You have so many relationships in this life
Only one or two will last
You go through all this pain and strife
Then you turn your back and they're gone so fast
And they're gone so fast
So hold on to the ones who really care
In the end they'll be the only ones there
When you get old and start losing your hair
Can you tell me who will still care?
Yaelah, Hanson lagi, maaf… maaf… lagi musim Hanson di telingaku, salam Mmmbop, ehehehe. Seperti petikan lirik di atas, kita bisa menjalin
hubungan dengan banyak orang, kita berharap semuanya berjalan lancar, kita
berusaha mempertahankannya. Tapi di luar dugaan, kita akan tersandung banyak
masalah yang membuat satu atau bahkan lebih hubungan yang kita jalin akan
renggang, semua usai sampai hanya tertinggal satu atau dua.
Sudah setahun bekerja di tempat kerja, sampai tiba pada waktu rasa teraneh
yang pernah kualami dan beberapa teman alami juga. Seorang atasan terbaik,
lumayan ngemong kepada kami berhenti. Sudah sebulan tidak ada gelak ngakaknya
memecah suasana serius kala rapat. Sms ancaman “deadline” darinya tidak akan
ada lagi, saya sebenarnya sms beliau tapi tidak dibalas.
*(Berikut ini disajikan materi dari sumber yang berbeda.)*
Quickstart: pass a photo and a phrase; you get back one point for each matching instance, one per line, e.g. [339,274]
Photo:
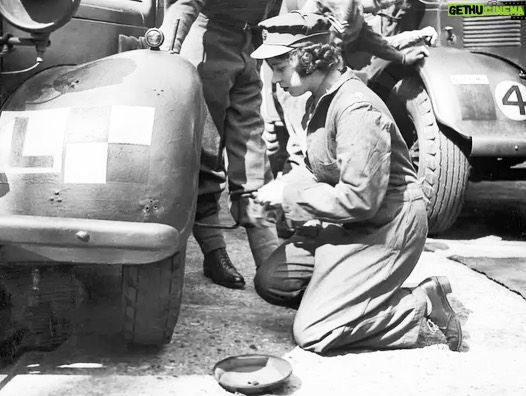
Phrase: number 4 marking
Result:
[519,102]
[510,98]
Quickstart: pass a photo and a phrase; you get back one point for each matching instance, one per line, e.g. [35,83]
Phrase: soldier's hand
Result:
[415,54]
[271,193]
[271,139]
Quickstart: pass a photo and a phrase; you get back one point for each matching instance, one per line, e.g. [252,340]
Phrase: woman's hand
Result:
[414,55]
[429,35]
[270,194]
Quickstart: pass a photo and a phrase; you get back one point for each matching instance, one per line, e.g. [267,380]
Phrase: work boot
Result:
[442,314]
[218,267]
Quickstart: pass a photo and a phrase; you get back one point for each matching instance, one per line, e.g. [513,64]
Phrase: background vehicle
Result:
[100,160]
[463,110]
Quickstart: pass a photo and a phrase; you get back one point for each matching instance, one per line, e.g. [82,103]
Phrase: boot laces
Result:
[432,326]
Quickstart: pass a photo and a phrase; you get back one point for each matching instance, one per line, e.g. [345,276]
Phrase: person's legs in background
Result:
[217,67]
[248,166]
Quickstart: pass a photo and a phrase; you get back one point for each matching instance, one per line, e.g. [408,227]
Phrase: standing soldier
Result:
[217,37]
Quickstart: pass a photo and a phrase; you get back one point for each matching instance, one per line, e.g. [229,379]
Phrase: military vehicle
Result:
[99,160]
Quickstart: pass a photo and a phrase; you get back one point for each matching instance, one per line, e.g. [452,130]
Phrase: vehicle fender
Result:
[480,97]
[114,139]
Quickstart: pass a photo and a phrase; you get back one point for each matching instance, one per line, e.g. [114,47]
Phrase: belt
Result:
[227,21]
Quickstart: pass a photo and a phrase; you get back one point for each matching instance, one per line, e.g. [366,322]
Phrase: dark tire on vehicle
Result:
[151,299]
[439,156]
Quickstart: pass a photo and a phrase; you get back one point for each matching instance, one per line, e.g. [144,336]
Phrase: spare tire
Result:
[439,156]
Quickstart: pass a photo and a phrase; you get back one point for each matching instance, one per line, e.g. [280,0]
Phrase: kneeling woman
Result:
[345,276]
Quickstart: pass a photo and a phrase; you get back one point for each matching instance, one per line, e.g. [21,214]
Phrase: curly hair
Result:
[309,57]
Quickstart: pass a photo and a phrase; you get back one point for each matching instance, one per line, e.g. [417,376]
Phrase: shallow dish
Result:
[251,373]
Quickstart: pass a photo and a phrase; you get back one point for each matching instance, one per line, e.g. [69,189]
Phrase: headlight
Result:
[154,38]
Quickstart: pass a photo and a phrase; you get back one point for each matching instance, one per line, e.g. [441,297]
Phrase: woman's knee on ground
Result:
[273,284]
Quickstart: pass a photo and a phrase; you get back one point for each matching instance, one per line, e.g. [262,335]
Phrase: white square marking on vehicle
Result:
[85,163]
[469,79]
[131,124]
[31,141]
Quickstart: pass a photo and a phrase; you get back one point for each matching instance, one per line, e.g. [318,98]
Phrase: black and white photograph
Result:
[262,197]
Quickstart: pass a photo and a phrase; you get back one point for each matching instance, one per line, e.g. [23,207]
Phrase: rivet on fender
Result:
[83,236]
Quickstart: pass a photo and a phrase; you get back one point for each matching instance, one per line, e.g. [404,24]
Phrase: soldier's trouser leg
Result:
[248,167]
[347,284]
[212,177]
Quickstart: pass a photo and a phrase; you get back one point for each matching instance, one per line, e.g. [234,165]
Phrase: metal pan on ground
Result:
[253,373]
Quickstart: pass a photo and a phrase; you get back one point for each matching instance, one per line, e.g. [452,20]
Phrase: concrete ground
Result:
[216,322]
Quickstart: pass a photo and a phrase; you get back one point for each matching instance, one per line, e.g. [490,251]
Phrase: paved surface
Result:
[217,322]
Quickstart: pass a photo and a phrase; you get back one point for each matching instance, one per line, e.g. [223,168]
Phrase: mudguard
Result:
[480,97]
[87,149]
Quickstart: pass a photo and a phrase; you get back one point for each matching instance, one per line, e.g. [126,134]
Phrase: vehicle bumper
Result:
[84,241]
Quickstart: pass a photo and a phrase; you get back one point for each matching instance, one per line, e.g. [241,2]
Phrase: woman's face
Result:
[284,74]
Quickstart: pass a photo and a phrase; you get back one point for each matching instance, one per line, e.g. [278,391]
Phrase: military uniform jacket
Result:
[355,157]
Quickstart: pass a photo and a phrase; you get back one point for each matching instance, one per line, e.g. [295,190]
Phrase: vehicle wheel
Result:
[151,299]
[438,155]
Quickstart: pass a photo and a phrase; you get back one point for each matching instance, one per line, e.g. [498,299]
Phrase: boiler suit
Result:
[216,36]
[345,276]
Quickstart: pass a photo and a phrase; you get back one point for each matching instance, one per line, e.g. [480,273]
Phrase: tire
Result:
[438,155]
[151,300]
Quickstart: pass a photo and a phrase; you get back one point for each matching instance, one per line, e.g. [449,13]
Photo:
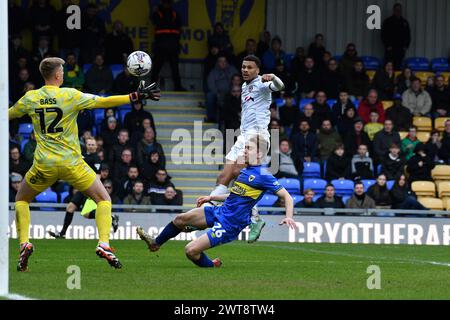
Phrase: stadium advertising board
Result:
[310,229]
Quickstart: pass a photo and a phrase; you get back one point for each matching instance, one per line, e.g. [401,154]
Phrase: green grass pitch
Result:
[258,271]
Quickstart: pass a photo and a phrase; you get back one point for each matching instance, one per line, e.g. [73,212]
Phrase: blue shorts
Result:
[222,231]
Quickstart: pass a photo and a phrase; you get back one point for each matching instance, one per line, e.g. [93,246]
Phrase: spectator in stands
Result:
[359,199]
[393,164]
[15,180]
[133,119]
[404,80]
[122,143]
[308,200]
[125,82]
[219,84]
[327,140]
[383,141]
[99,78]
[118,45]
[348,60]
[308,80]
[298,62]
[16,163]
[444,153]
[230,113]
[434,146]
[329,199]
[270,56]
[137,197]
[380,193]
[417,100]
[159,183]
[396,37]
[362,164]
[338,164]
[440,97]
[250,49]
[42,17]
[400,116]
[410,143]
[356,137]
[373,126]
[263,44]
[371,103]
[332,81]
[420,165]
[29,148]
[384,82]
[125,187]
[121,166]
[146,146]
[317,49]
[69,40]
[305,144]
[402,197]
[166,46]
[287,166]
[311,116]
[358,81]
[73,74]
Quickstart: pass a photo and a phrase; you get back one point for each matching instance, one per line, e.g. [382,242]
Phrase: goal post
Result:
[4,136]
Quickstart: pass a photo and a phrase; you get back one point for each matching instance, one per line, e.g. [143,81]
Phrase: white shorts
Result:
[238,148]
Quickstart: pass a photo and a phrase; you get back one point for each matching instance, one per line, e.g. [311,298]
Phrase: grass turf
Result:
[262,270]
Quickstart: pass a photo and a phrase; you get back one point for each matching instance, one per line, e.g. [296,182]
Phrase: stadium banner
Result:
[310,229]
[242,19]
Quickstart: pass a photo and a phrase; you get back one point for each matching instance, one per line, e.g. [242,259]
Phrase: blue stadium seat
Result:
[316,185]
[368,183]
[440,65]
[116,69]
[86,67]
[418,63]
[304,102]
[311,170]
[22,144]
[25,130]
[371,63]
[343,187]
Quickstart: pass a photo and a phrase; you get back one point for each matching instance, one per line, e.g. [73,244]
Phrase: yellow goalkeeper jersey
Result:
[54,112]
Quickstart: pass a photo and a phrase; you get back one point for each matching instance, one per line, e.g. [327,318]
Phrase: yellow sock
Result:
[103,220]
[23,221]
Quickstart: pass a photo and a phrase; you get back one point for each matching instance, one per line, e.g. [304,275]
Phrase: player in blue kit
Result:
[227,221]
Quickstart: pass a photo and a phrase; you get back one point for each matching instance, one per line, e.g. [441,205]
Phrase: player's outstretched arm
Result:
[289,206]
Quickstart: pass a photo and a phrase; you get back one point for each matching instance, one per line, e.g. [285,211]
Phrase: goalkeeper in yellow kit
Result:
[54,112]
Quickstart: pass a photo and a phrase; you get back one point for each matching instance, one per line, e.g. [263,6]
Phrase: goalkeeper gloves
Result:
[145,92]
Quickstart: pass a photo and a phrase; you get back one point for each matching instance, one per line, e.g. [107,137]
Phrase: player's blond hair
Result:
[49,66]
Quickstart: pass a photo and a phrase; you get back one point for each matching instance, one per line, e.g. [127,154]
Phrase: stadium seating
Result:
[418,63]
[343,187]
[423,123]
[311,170]
[439,123]
[317,185]
[371,63]
[441,173]
[25,130]
[423,136]
[291,185]
[368,183]
[440,64]
[387,104]
[432,203]
[424,188]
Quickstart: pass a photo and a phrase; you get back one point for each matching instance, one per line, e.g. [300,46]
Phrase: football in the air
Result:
[139,63]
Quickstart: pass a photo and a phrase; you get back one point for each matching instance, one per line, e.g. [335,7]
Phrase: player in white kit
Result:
[255,118]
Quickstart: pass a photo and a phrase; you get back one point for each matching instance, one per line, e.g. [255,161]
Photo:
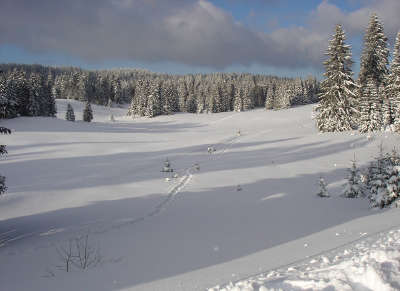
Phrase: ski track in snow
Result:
[94,227]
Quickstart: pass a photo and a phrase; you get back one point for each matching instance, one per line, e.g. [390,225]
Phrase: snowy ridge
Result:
[369,263]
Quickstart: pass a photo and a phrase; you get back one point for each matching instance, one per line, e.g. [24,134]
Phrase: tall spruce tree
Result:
[393,87]
[3,151]
[373,75]
[337,109]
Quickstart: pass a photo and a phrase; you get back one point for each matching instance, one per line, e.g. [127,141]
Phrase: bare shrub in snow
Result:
[80,253]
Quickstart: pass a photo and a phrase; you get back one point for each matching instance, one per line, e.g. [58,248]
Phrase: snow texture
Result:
[194,230]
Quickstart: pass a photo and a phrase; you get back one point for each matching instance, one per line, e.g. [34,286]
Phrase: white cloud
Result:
[192,32]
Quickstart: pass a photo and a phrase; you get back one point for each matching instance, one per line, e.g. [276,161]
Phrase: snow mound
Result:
[370,264]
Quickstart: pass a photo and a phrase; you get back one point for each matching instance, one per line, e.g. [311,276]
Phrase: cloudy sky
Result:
[280,37]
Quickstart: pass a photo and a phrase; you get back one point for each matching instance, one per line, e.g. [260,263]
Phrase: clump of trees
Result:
[373,102]
[379,181]
[23,94]
[212,93]
[151,94]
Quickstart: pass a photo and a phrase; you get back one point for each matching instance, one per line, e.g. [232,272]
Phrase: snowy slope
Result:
[372,263]
[191,232]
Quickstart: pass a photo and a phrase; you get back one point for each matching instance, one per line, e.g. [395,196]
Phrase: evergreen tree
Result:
[70,115]
[8,98]
[337,109]
[87,113]
[353,188]
[3,151]
[384,179]
[323,192]
[393,88]
[238,101]
[270,97]
[373,75]
[35,101]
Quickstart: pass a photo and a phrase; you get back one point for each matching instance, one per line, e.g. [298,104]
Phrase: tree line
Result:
[371,103]
[26,89]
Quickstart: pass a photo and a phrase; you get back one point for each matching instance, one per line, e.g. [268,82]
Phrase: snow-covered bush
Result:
[70,114]
[323,192]
[383,179]
[87,113]
[353,188]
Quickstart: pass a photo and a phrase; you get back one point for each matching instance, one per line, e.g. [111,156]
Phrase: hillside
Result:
[156,232]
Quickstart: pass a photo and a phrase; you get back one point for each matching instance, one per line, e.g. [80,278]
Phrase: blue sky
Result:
[286,38]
Semoga dia segera
mendapatkan kerja yang lebih layak, amin!
Ketika seseorang memasuki sebuah kantor, tugas seorang Bos untuk menjamin
bahwa kita akan nyaman bekerja di bawah kepemimpinannya. Kita butuh upah dari
dia, dia butuh tenaga kita, hal yang sudah lumrah. Tapi lama kelamaan, rasa
nyaman itu terkikis sedikit demi sedikit. Bos yang baik seharusnya bisa
mengembalikan rasa nyaman bekerja bawahannya, idealnya sih begitu. Namun, Bos
juga manusia biasa, segala hal di dunia ini punya batas, termasuk rasa nyaman
tadi.
Terkadang membangun rasa nyaman, terkadang orang lain menyapa kita dengan
kata sapaan (bahasa pokem) agar kita seolah telah dekat dengan mereka padahal
mungkin saja baru kenal, seperti beberapa teman di kantor juga. “Beib”,
“Ciiint”, juga “Sayang”, saya sendiri tak biasa dan ogah mengobral sapaan
seperti itu. Entahlah, kata-kata itu jadi bergeser makna setelah terlalu sering
‘disalahgunakan’. Besok-besok, kita akan berkelahi/tawuran dengan sapaan itu
juga. Aneh sih, tapi mungkin saja terjadi. Semua bisa bilang sayang, kayak lagu
yah. Eh, coba dengarkan “Semua Bisa Bilang Sayang” versi Balawan (hallah,
kok malah promo?).
Ada yang pergi ada pula yang datang, untuk sementara ini saya masih bisa
menghadirkan rasa nyaman itu. Namun, nasib teman sekantor tadi bisa saja
menimpa diri saya sendiri juga. Ada terbersit keinginan untuk latah,
nyaleg saja, tapi kemudian saya teringat pendapat teman, katanya
saya sulit tersenyum di depan kamera, lah, bagaimana mau kepilih kalau tidak
bisa pajang senyum, mungkin saya pasang emoticon saja yak! Hahaha…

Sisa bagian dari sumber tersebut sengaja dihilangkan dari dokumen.